L'accord final adopté lors de la COP26 de Glasgow, en Écosse samedi, inscrit pour la première fois de l'histoire des COP, une mention des énergies fossiles, principales responsables du réchauffement de la planète. Cependant, la question de la sortie totale du charbon n'est pas présente dans l'accord final, contrairement à une version précédente du texte, corrigée sous la pression, entre autres, de l'Inde et de la Chine. Elles n'étaient pas citées dans l'accord de Paris. "La pression politique est plus importante", estime Sébastien Treyer, qui estime que "la plupart des acteurs privés et des gouvernements" sont "convaincus que la neutralité carbone est l'horizon de la modernisation économique".
franceinfo : L'objectif fixé lors de l'accord de Paris de ne pas dépasser 1,5°C de réchauffement de la planète par rapport à l'ère pré-industrielle paraît abandonné dans les faits. Au vu des engagements pris, les experts tablent pour l'heure sur 2,4 à 2,7°C en plus. L'accord de Glasgow est-il au rabais ?

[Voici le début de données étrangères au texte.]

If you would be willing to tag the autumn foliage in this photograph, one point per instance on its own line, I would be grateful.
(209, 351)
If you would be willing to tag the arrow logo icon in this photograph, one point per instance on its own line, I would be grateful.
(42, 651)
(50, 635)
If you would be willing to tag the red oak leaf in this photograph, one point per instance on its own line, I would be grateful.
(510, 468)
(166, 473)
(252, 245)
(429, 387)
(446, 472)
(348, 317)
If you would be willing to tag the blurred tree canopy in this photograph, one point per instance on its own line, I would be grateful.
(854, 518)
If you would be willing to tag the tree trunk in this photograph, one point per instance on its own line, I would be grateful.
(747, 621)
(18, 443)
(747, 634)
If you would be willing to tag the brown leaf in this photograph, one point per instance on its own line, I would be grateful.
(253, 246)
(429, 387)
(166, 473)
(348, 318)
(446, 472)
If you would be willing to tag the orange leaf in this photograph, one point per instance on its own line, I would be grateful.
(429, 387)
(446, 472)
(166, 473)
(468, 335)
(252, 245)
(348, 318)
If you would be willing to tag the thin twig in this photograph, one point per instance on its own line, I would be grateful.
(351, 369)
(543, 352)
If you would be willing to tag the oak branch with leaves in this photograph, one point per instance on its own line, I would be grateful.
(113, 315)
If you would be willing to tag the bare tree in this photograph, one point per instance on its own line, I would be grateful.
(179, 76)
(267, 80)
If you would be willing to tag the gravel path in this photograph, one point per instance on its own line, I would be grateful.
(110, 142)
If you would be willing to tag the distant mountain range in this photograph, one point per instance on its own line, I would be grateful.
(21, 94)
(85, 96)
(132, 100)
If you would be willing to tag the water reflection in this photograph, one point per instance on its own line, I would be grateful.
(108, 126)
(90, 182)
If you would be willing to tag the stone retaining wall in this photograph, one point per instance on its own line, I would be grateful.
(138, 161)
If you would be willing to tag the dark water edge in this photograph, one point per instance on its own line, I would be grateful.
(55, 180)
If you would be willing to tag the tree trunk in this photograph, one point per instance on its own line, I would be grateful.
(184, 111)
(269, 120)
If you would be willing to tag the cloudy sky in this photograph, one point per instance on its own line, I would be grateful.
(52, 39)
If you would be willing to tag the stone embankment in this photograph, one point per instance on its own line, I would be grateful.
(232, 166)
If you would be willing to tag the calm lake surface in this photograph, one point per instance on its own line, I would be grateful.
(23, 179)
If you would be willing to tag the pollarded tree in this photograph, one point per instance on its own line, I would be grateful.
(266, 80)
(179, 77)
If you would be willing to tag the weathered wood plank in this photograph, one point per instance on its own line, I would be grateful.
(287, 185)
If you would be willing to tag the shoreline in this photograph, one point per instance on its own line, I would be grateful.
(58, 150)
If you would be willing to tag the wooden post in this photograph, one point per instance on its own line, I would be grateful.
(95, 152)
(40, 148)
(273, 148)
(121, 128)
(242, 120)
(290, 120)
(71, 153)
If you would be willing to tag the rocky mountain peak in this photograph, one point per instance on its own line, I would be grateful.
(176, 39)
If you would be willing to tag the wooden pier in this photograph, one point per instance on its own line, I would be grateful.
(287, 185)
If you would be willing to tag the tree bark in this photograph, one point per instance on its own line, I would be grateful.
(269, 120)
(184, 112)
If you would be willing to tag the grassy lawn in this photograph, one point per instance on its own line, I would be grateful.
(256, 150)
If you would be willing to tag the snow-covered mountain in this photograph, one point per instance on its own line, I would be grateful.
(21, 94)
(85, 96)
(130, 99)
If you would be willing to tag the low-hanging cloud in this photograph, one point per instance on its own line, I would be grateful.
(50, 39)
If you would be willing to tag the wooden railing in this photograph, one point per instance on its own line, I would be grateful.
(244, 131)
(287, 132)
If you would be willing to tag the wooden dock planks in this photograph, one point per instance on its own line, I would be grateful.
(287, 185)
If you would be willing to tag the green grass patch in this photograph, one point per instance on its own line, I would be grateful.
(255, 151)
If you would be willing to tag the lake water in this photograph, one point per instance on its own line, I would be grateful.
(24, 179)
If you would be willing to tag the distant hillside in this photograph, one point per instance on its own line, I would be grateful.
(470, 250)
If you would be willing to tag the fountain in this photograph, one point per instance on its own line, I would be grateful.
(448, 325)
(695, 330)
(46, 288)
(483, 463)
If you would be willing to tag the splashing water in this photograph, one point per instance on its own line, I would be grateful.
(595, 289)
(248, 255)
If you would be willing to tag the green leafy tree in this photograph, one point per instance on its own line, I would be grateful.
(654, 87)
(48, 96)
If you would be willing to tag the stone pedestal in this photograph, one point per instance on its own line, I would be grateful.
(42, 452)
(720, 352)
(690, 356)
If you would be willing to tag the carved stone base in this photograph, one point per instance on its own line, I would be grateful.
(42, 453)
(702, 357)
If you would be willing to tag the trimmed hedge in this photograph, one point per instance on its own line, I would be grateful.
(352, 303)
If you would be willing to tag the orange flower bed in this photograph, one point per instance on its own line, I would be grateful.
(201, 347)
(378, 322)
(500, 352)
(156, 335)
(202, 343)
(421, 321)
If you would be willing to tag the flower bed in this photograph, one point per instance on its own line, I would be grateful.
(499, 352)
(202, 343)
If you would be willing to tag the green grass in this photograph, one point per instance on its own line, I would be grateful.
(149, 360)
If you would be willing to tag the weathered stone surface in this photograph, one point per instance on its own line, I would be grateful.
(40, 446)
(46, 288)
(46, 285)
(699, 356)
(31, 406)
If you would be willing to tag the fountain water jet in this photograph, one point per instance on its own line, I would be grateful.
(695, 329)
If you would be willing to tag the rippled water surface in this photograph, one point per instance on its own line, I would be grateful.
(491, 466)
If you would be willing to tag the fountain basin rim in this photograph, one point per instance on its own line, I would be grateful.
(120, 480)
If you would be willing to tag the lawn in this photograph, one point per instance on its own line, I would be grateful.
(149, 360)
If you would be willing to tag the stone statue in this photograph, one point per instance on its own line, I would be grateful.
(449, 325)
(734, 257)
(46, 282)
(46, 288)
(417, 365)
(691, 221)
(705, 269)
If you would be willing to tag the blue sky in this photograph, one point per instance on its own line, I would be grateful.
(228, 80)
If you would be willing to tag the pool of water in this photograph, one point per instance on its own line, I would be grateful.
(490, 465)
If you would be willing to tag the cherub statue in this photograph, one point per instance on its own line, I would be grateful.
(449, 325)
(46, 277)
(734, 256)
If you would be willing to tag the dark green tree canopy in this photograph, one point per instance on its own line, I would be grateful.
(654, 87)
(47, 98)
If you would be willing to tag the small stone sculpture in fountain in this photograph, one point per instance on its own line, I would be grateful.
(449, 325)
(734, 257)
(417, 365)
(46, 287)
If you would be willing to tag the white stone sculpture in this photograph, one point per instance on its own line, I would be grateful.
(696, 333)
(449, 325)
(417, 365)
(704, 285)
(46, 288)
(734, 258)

Sébastien Treyer : Ce qui est certain, c'est qu'on a encore beaucoup trop de chemin à faire pour que l'objectif d'1,5°C reste crédible. Mais il y a quand même des avancées concrètes et des changements qui ont eu lieu pendant la COP, avec une pression politique collective qui est aussi accélérée. Il est écrit dans le texte final que les pays devaient se revoir dès l'année prochaine, et pas dans cinq ans, pour remettre sur la table de nouveau plans climat plus ambitieux. Il est aussi mentionné explicitement que les pays qui n'avaient pas amélioré leur plan climat devront les améliorer l'année prochaine. C'est quelque chose qui est évidemment de l'ordre du processus, mais ça veut dire qu'on ne doit pas abandonner l'objectif d'1,5°C. On est quand même en train de de voir basculer certains pays, comme l'Inde. Elle a annoncé dès le début de la COP un objectif de neutralité carbone d'ici à 2070. Il paraît lointain, mais il est crédibilisé par un plan en cinq points qui, à moyen terme, explique comment le pays va se doter de davantage de renouvelables, de moins de charbon. L'Inde est en train de faire des efforts qui étaient, il y a encore quelques années, impensables.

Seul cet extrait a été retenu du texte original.